Título: Don't Go to College: A case for revolution
Autor: Michael Robillard
Sinopse: An examination of how America's colleges have become an intellectual hell on Earth for anyone who wishes to think rationally and seek truth and wisdom, as well as a plan for how young citizens can claim and safeguard the learning and heritage to which they are entitled. From safe-spaces and warnings, to grievance studies and neo-Marxist indoctrination, to sexual degeneracy and hook-up culture, to student loan indentured servitude, to useless degrees with no translatable real-world application, the modern-day American university now functions as the complete inversion of its original purpose. Rather than creating civically-minded, competent citizens and adults able to provide for themselves, their families, and their society, America’s universities now as institutional assembly lines for the production of the new 21st century global citizen-serf: atomized, infantilized, dependent, and pacified.

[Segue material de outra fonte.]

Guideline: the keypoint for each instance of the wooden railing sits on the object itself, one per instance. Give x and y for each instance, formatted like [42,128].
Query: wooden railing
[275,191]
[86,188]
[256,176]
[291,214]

This book provides the definitive diagnosis of what exactly happened to America’s universities while giving the reader a blueprint for how young citizens, parents, and local communities alike can safeguard, escape, and begin resisting such pernicious indoctrination and illogical woke nonsense.
Contexto da obra
Quando a classificação é mais ampla, o contexto do livro costuma depender ainda mais de autoria, tema e edição. “Don’t Go to College: A case for revolution”, de Michael Robillard, publicado pela editora Regnery, em 2022 e com 234 páginas, integra a categoria Livros Variados. Por isso, autoria, edição e tema acabam tendo ainda mais peso na forma de apresentar o livro.
Editora: Regnery
Páginas: 234
Ano: 2022
Edição:
Linguagem: inglês
ISBN: 1684512972
ISBN13: 9781684512973
Sobre a editora
Os livros da editora Regnery costumam mergulhar em narrativas que exploram conflitos políticos e históricos com um tom direto e crítico. A experiência de leitura frequentemente envolve personagens ou figuras públicas marcantes, cujas trajetórias são apresentadas com intensidade e, por vezes, em tom autobiográfico ou de análise pessoal. O catálogo traz obras que discutem temas como conservadorismo, confrontos ideológicos e desafios institucionais, com ritmo que varia entre relatos contundentes e investigações detalhadas. As sinopses sugerem um foco em histórias que combinam posicionamento político firme com relatos de bastidores e experiências pessoais.